Summary Judgment Process
Once your mortgage lender files a foreclosure lawsuit it must notify you by sending a summons about the case. The foreclosure lawsuit summons gives a deadline, usually between 15 and 30 days, to file an answer with the court. If you don't respond to your lender's mortgage foreclosure lawsuit in time you won't be able to present your side. Failing to present your side in a mortgage foreclosure lawsuit almost always guarantees a summary judgment, though, most mortgage lenders routinely ask for such judgments anyway.

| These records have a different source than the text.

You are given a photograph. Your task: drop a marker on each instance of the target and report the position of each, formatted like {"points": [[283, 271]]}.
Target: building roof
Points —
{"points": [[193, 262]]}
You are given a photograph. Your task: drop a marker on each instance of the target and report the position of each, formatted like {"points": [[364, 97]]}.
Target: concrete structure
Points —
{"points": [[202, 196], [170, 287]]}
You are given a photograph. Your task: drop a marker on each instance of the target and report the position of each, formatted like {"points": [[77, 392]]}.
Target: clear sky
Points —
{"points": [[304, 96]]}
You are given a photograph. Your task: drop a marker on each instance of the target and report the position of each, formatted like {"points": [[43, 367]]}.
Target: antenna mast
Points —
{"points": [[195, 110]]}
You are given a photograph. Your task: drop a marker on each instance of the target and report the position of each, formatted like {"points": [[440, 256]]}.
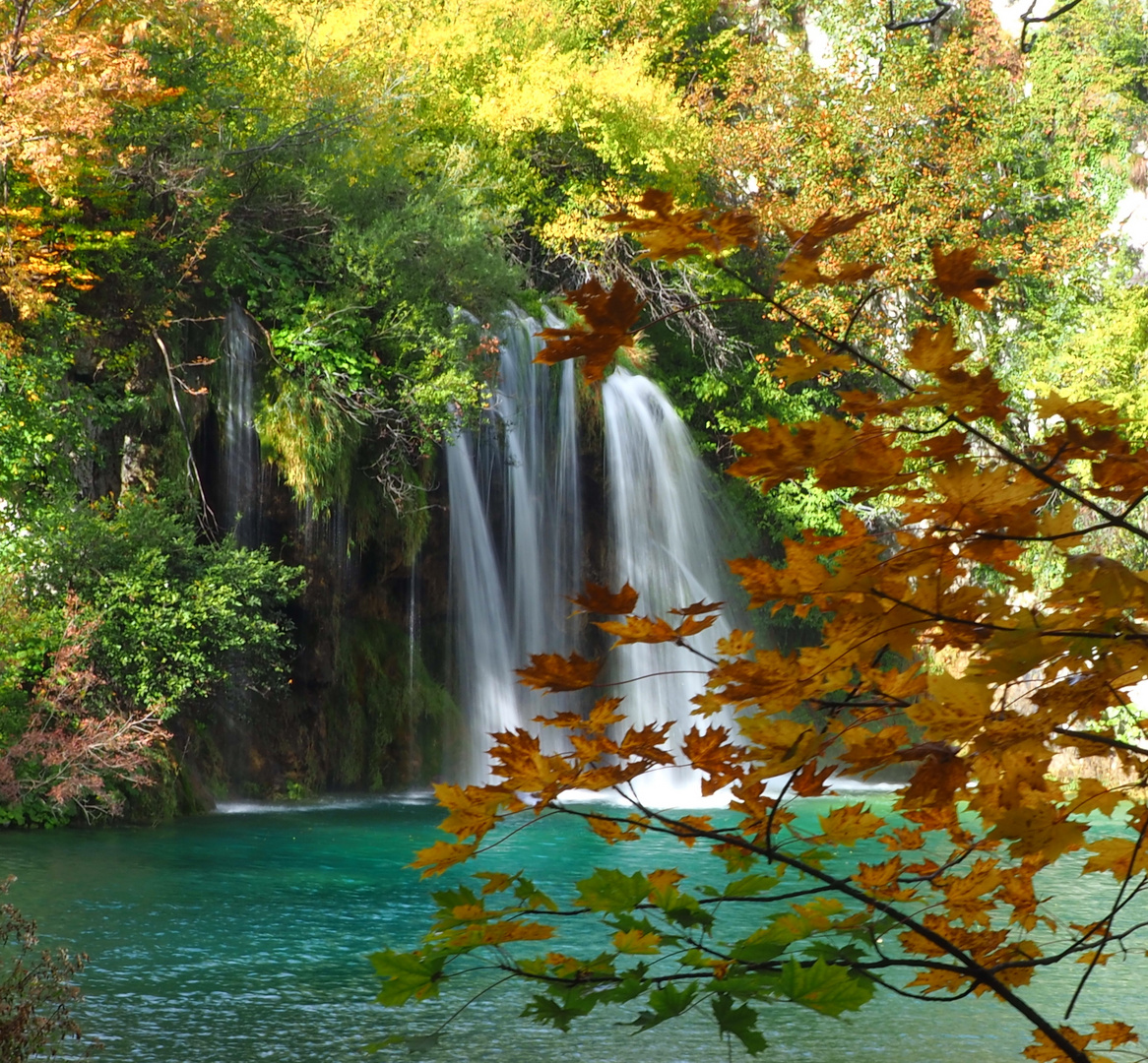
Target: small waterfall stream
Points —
{"points": [[517, 539], [241, 464]]}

Disputing a Summary Judgment
Once a mortgage lender files for summary judgment the judge schedules a hearing to decide on the motion, usually within three weeks. If you need more time to file your summary judgment response you can file a motion to extend time. When the summary judgment hearing arrives you must show evidence that the facts are in dispute. Disputed facts may include how much you owe, whether you really defaulted on your mortgage or that the lender didn't follow the law. If you successfully dispute a mortgage foreclosure summary judgment motion, the judge will schedule a foreclosure trial.
Summary Judgment Appeals
If your lender wins a summary judgmen, you can file an appeal. Writing at the Indiana Lawyer website, reporter Jennifer Nelson states that in 2010 one homeowner convinced an appellate court to throw out a summary judgment. The homeowner admitted being behind in the mortgage, but said her lender's refusal to accept partial payments violated certain federal requirements. The appeals court agreed and directed the lower court to let the homeowner make her case.

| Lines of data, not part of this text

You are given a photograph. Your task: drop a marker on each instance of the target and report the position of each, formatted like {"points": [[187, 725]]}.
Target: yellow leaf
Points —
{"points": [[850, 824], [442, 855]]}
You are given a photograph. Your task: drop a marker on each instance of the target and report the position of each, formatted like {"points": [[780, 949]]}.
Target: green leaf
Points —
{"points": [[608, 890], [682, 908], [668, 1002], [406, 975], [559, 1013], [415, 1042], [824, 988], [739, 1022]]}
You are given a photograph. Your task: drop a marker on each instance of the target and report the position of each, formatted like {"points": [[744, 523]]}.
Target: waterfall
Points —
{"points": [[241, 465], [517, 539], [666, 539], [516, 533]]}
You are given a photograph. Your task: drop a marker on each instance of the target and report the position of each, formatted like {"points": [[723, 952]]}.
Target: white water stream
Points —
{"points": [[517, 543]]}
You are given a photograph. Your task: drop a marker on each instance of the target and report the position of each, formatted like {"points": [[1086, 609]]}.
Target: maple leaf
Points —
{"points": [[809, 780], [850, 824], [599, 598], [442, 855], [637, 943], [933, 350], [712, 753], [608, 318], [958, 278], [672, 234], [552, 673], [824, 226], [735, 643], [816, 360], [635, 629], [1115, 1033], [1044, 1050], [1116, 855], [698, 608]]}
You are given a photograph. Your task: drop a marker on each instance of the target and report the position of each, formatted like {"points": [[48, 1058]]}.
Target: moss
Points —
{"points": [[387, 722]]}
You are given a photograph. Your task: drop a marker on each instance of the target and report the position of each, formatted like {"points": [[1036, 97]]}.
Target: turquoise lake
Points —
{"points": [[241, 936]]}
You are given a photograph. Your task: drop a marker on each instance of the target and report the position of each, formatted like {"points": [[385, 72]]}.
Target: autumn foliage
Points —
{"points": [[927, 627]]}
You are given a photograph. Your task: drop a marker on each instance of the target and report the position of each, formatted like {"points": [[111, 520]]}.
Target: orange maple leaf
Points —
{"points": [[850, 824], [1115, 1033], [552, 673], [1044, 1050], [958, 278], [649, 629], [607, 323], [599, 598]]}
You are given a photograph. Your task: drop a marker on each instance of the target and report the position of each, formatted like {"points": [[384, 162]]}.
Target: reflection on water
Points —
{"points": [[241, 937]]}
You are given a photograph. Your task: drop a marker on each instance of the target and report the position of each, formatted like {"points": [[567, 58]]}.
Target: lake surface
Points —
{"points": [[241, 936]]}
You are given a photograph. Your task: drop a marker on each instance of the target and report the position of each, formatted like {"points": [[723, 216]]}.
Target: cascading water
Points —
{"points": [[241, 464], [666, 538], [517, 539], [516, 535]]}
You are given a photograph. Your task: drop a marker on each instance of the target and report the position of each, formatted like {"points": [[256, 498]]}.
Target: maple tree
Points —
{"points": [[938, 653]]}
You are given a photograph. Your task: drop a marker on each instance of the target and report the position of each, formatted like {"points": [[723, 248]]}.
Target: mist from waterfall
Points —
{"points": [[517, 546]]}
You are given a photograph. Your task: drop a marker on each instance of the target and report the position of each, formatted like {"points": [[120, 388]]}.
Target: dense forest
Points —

Mortgage Foreclosure Fraud
Newspapers and attorneys have reported multiple cases of foreclosure fraud. The Florida Times Union website notes examples of foreclosure fraud, including homeowners never receiving summonses and process servers forging records to show summonses had been delivered when they hadn't. Attorney Matt Weidner's website also states courts deliver mortgage foreclosure summary judgments too quickly. Weidner recommends that in any summary judgment hearing you or your attorney check every piece of the lender's evidence and challenge anything that looks out of place.